Minarets: un appel au bon sens
Paru le Mercredi 18 Novembre 2009Chaque soir jusqu'au scrutin du 29 novembre sur l'initiative anti-minarets, la cheminée de l'usine Kugler s'illuminera de vert pour affirmer la place légitime de l'islam en Suisse. Du haut de cette tourelle de 35 mètres, Le Courrier et ses voisins, la Fédération des artistes de Kugler, lancent un appel au bon sens. Il faut refuser cette initiative que le Conseil fédéral et le parlement n'ont pas eu le courage d'invalider. Elle consacre pourtant une intolérable discrimination à l'égard des 350000 à 400000 musulmans de ce pays. Surtout, cette atteinte à la liberté religieuse attaquerait de plein fouet notre démocratie, construite sur le respect et l'ouverture. L'Etat de droit serait gravement ébranlé puisqu'il pose comme base l'égalité de traitement entre les citoyens. Si l'on rejette les minarets, il faudrait interdire les clochers.
Les guerres de religion ont dans un passé récent opposé catholiques et protestants. Les initiants –des membres de l'UDF, un parti chrétien, et de l'UDC– réveillent de vieux démons. Ils décrivent les minarets comme les missiles d'une idéologie politico-religieuse conquérante, faisant l'amalgame entre musulmans et extrémistes, voire terroristes. C'est inacceptable. La grande diversité culturelle et confessionnelle des musulmans en Suisse, dont une minorité seulement est pratiquante (15%), oppose un démenti cinglant à la caricature fondamentaliste dans laquelle les initiants les enferment. Le minaret est seulement, aux yeux de l'immense majorité des musulmans, un ornement architectural signalant pacifiquement l'emplacement d'une mosquée et diffusant l'appel à la prière –dans les pays qui l'autorisent.
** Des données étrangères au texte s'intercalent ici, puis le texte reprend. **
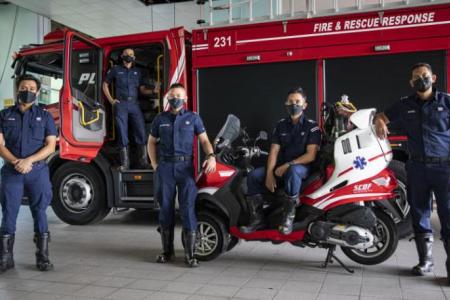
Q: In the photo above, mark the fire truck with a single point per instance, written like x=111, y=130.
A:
x=243, y=69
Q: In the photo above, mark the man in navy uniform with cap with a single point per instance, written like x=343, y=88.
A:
x=27, y=138
x=128, y=83
x=295, y=142
x=175, y=130
x=425, y=116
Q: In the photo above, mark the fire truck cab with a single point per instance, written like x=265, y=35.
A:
x=241, y=69
x=85, y=177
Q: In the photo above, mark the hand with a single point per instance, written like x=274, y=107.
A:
x=381, y=128
x=23, y=166
x=281, y=170
x=271, y=182
x=209, y=165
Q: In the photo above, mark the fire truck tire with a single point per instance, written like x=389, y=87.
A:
x=79, y=196
x=404, y=227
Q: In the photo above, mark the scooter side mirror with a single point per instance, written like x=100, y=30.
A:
x=262, y=135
Les quatre minarets érigés en Suisse sont le signe que les musulmans y sont reconnus comme des citoyens à part entière. Donner le signal inverse risque de favoriser le repli sur soi de certains membres de cette communauté, voire leur radicalisation.
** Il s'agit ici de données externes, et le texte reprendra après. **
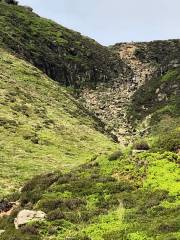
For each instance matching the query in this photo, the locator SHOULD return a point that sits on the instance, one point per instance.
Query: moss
(42, 129)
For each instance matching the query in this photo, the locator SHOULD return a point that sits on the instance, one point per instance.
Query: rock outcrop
(110, 101)
(26, 216)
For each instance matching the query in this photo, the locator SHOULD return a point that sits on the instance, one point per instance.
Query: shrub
(114, 156)
(56, 214)
(141, 145)
(28, 229)
(13, 2)
(169, 142)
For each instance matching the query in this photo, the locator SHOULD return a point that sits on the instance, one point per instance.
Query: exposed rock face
(25, 216)
(110, 101)
(64, 55)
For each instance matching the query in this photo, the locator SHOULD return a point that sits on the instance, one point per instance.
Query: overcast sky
(112, 21)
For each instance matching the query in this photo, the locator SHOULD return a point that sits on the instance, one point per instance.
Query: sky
(112, 21)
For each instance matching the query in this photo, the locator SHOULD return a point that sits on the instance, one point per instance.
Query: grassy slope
(131, 198)
(156, 105)
(41, 128)
(63, 54)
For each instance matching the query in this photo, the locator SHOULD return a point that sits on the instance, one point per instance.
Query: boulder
(26, 216)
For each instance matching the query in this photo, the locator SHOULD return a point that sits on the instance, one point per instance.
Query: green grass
(131, 198)
(41, 127)
(63, 54)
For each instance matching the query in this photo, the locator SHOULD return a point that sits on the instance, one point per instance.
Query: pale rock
(25, 216)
Les fidèles souhaitent dans l'ensemble vivre leur foi dans le respect des lois suisses, même si certaines pratiques ou revendications –port du voile, cours de piscine non mixtes, carrés musulmans dans les cimetières, etc.– posent légitimement la question de leur compatibilité avec les principes juridiques et sociaux des démocraties occidentales.
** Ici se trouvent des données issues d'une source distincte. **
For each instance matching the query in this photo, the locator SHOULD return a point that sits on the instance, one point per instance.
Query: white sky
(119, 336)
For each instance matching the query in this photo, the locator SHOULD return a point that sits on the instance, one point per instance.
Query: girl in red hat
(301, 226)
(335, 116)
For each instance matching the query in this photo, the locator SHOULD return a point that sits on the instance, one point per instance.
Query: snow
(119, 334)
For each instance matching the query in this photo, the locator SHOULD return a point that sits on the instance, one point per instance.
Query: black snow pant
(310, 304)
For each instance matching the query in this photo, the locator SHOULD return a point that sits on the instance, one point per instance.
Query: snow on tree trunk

Mais l'islam n'est pas seul en cause. Partout en Europe, des citoyens se battent pour détrôner les crucifix des écoles, tandis que des chrétiens lancent des croisades contre l'avortement, les contraceptifs, le préservatif ou les droits des homosexuels. Le christianisme a-t-il autant d'avance qu'on le dit sur le chemin des Lumières? La Suisse, où l'on donne des cours d'histoire biblique à l'école, est-elle laïque?
Les limites aux religions doivent être fixées dans un climat serein et apaisé. Pas sous la pression inadmissible de l'incitation à la haine des musulmans. En justifiant l'interdiction des minarets par l'impossibilité, dans certains pays, de construire des églises, les initiants dévoilent leur visage. Car ils valident les pratiques de certains régimes dictatoriaux. Depuis quelques mois, la cheminée de Kugler est éclairée pour rendre compte de l'activité des artistes. Ils la teignent aujourd'hui de vert, couleur des jardins de l'islam, symbole de vie au milieu du désert. Ils s'expriment publiquement et visuellement en tant que membres de la société civile. Au nom de la vocation des artistes à faire exploser les limites des normes sociales et à expérimenter plus de libertés, ils refusent «une initiative restrictive et xénophobe de plus».